- А если ему это не понравится, что тогда будет?
- Тогда тебе, светлейший, придется вести войну.
- А разве это, милейший посол, справедливо?
- А разве, дорогой мой, не справедливо для каждого выполнять со всем старанием стремления своей души?
- Что это значит?
- А то, что у тебя главнейшее стремление - заниматься философией, а у императора Юстиниана - быть главным и могущественным. Разница в том, что тебе, человеку преданному философии и особенно последователю платоновской школы, быть виновником смерти людей, да еще в таком количестве, вовсе не подобает; ведь ясно, что для тебя это несчастье, если ты не будешь проводить жизнь так, чтобы быть совершенно свободным от всякого убийства; для Юстиниана же вовсе не достойно стараться приобрести страну, издревле принадлежащую управляемой им империи.
Приблизительно в таком варианте сохранил для нас этот разговор писатель, летописец своей современности Прокопий из Кесарии.
Теодат вышел в соседнюю комнату, побыл там для вида, вернулся с письмом к Юстиниану, протянул Петру: передашь. Но только при том условии, если Юстиниану не понравится план договора. Если понравится - ты уж окажи мне такую услугу,- письмо передавать не нужно. Письмишко так, ни о чем. Возможность пообщаться через головы своих народов. Цари так одиноки, и ничего особенного, если Теодат когда-нибудь да почувствует потребность по душам поговорить с коллегой.
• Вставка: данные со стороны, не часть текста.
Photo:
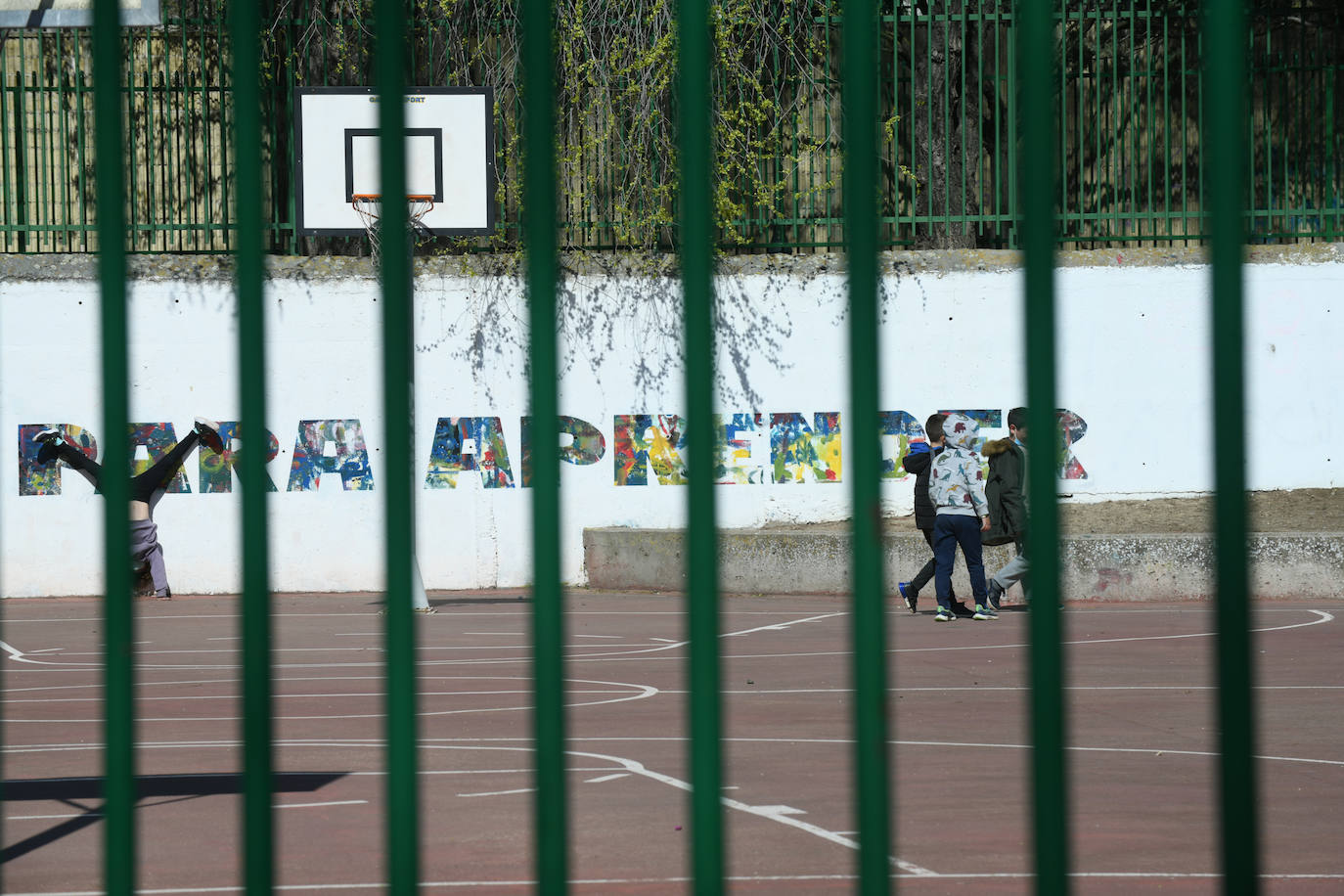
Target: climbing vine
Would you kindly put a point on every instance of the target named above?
(615, 75)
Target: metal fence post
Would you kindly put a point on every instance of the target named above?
(696, 252)
(1225, 101)
(257, 726)
(873, 780)
(398, 356)
(539, 241)
(1050, 771)
(118, 628)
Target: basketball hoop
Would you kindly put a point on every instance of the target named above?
(370, 209)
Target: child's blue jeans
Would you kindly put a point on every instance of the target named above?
(951, 529)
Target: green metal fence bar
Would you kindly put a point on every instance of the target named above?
(402, 848)
(859, 115)
(539, 241)
(1050, 780)
(1225, 104)
(118, 621)
(258, 729)
(695, 107)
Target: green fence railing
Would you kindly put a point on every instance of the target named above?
(1131, 166)
(1225, 36)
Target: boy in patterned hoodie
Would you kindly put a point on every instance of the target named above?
(957, 488)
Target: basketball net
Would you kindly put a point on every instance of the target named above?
(370, 209)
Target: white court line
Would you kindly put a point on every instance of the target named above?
(503, 792)
(98, 814)
(78, 814)
(625, 692)
(450, 614)
(775, 626)
(629, 881)
(632, 655)
(780, 814)
(1322, 618)
(464, 743)
(326, 696)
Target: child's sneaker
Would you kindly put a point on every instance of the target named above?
(208, 432)
(47, 442)
(996, 596)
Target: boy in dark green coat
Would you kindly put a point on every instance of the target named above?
(1007, 490)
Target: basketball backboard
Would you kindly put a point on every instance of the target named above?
(72, 14)
(449, 156)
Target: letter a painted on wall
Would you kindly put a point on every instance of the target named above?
(470, 443)
(347, 456)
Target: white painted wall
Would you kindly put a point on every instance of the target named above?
(1133, 364)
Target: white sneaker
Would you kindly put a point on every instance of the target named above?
(210, 437)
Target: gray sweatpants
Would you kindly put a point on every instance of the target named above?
(146, 550)
(1013, 571)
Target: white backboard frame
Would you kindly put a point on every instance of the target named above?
(450, 156)
(74, 14)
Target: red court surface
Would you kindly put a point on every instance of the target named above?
(1142, 759)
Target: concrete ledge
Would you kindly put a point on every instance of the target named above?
(1095, 567)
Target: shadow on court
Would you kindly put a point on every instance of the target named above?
(72, 791)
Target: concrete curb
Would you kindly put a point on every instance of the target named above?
(1095, 567)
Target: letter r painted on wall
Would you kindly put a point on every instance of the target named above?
(586, 443)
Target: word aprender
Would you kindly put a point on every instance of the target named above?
(751, 449)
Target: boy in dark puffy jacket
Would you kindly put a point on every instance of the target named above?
(918, 460)
(1007, 490)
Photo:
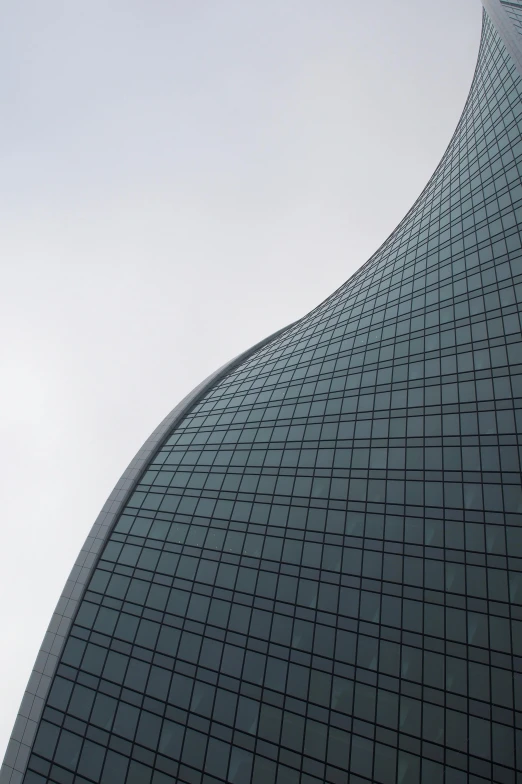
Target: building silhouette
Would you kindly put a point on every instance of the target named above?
(312, 571)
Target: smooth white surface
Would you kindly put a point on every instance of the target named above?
(180, 180)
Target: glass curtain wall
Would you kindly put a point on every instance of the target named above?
(319, 576)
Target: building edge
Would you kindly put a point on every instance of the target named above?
(504, 26)
(19, 747)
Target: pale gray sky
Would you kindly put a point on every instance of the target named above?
(179, 179)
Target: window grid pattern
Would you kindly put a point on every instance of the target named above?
(513, 9)
(319, 576)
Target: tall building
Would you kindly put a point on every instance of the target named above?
(312, 571)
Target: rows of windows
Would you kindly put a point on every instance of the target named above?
(319, 575)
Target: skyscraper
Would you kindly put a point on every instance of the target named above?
(312, 571)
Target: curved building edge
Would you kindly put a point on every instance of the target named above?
(504, 26)
(19, 747)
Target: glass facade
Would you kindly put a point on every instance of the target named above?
(318, 578)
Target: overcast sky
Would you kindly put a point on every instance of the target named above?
(179, 179)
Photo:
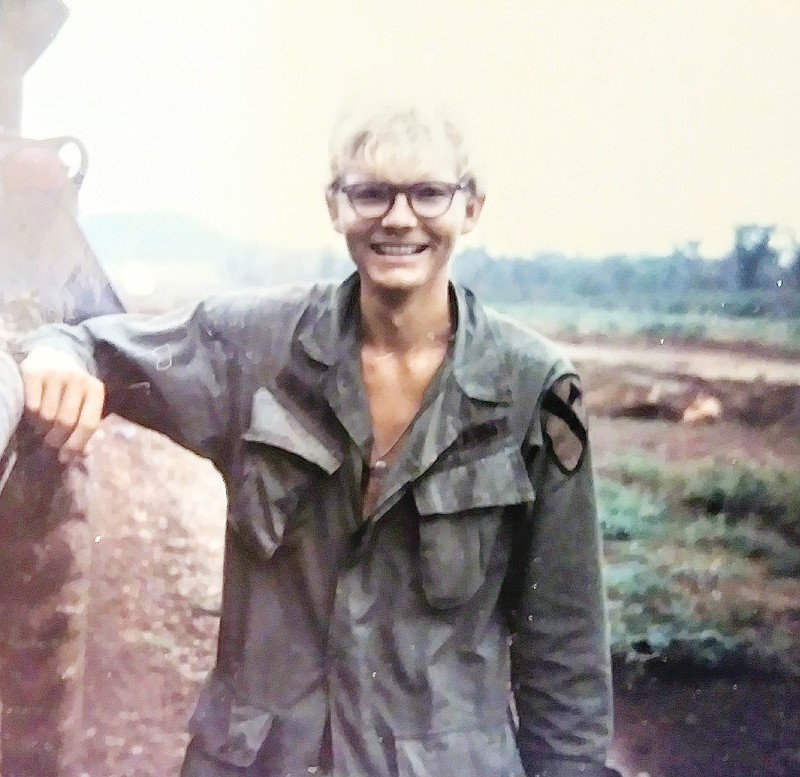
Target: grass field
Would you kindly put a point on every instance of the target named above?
(572, 321)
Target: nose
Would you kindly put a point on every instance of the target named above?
(400, 214)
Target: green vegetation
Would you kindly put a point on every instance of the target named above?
(702, 563)
(575, 320)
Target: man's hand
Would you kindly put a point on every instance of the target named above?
(63, 400)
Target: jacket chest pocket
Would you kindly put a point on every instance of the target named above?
(461, 513)
(284, 472)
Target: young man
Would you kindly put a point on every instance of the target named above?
(412, 573)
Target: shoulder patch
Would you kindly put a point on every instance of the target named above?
(566, 423)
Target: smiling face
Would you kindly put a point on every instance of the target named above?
(401, 251)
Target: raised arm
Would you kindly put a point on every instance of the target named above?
(560, 659)
(170, 373)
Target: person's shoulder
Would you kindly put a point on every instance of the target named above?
(522, 344)
(267, 306)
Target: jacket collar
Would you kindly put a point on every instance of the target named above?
(479, 365)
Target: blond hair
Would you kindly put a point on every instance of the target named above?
(383, 136)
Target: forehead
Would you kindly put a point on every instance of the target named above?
(396, 162)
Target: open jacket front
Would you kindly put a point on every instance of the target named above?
(387, 646)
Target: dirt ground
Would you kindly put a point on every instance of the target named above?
(158, 523)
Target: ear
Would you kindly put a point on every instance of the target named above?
(333, 208)
(472, 212)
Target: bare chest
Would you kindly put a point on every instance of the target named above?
(396, 387)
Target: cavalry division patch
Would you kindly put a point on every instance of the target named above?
(566, 423)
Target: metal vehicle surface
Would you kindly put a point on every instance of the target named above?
(47, 273)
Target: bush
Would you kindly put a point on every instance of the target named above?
(627, 512)
(739, 491)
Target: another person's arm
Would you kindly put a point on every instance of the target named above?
(560, 659)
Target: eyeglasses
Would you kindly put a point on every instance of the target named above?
(428, 199)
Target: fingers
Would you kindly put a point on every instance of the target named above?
(64, 401)
(91, 412)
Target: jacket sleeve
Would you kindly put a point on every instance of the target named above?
(172, 373)
(561, 675)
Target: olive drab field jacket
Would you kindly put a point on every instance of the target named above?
(459, 629)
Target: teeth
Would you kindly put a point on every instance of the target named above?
(404, 250)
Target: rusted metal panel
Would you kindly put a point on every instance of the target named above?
(47, 273)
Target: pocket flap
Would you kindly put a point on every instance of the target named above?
(230, 731)
(273, 424)
(499, 479)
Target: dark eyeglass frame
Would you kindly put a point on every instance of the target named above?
(391, 191)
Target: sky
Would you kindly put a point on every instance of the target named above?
(616, 127)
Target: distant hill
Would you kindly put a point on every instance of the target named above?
(164, 238)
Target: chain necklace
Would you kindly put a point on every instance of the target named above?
(378, 463)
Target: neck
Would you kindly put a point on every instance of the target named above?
(406, 322)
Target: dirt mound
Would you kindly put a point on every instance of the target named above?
(158, 523)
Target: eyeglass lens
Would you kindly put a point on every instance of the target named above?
(375, 199)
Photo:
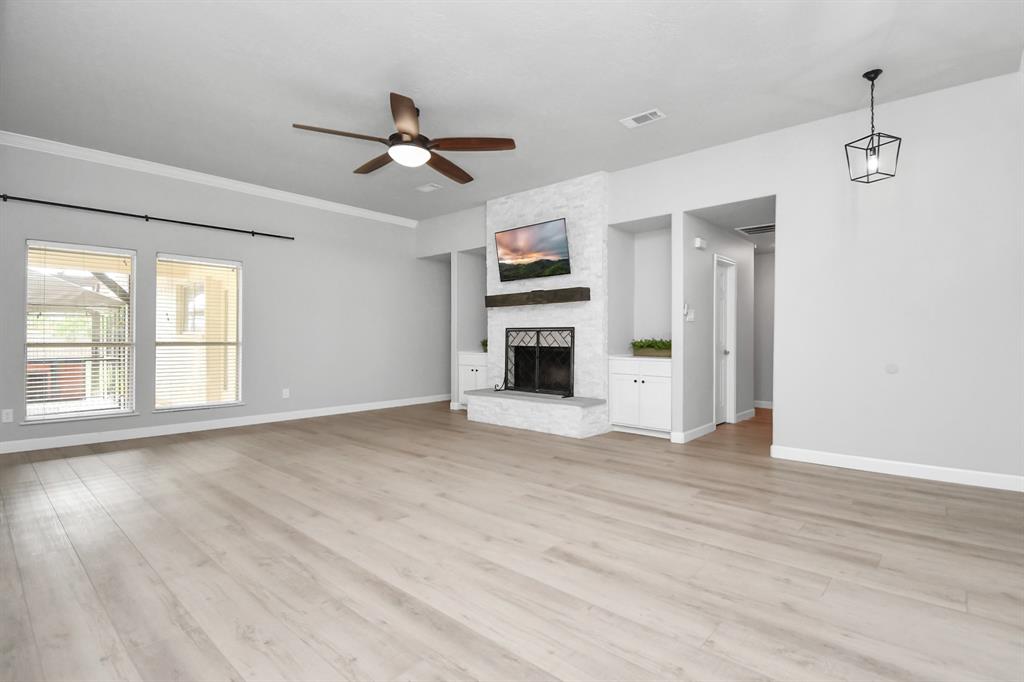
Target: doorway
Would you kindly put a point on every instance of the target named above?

Ведь и коллега иногда совсем не прочь перекинуться добрососедским словечком со стариком Теодатом.
Петр кивает: хорошо, берет записку, прячет за пазуху, туда же, где проект договора, пока скрепленный двумя подписями, гота и его, не хватает третьей; прощается, высказывает надежду, что его больше не вернут с полдороги, получает незыблемый ответ: а это как знать, если понадобится, то вернут, сколько раз будет нужен, столько раз и будут возвращать; кланяется и удаляется. Времени и так потеряно очень много. Такие проволочки вряд ли обрадуют Юстиниана, и, встретив посла много позже, чем ему хотелось, он успеет сказать в его адрес кучу гадостей раньше, чем разберется в сложностях, которые этому послу пришлось претерпеть. И главное - мгновенно составит о нем плохое мнение, твердое и не исправляемое даже годами заслуг.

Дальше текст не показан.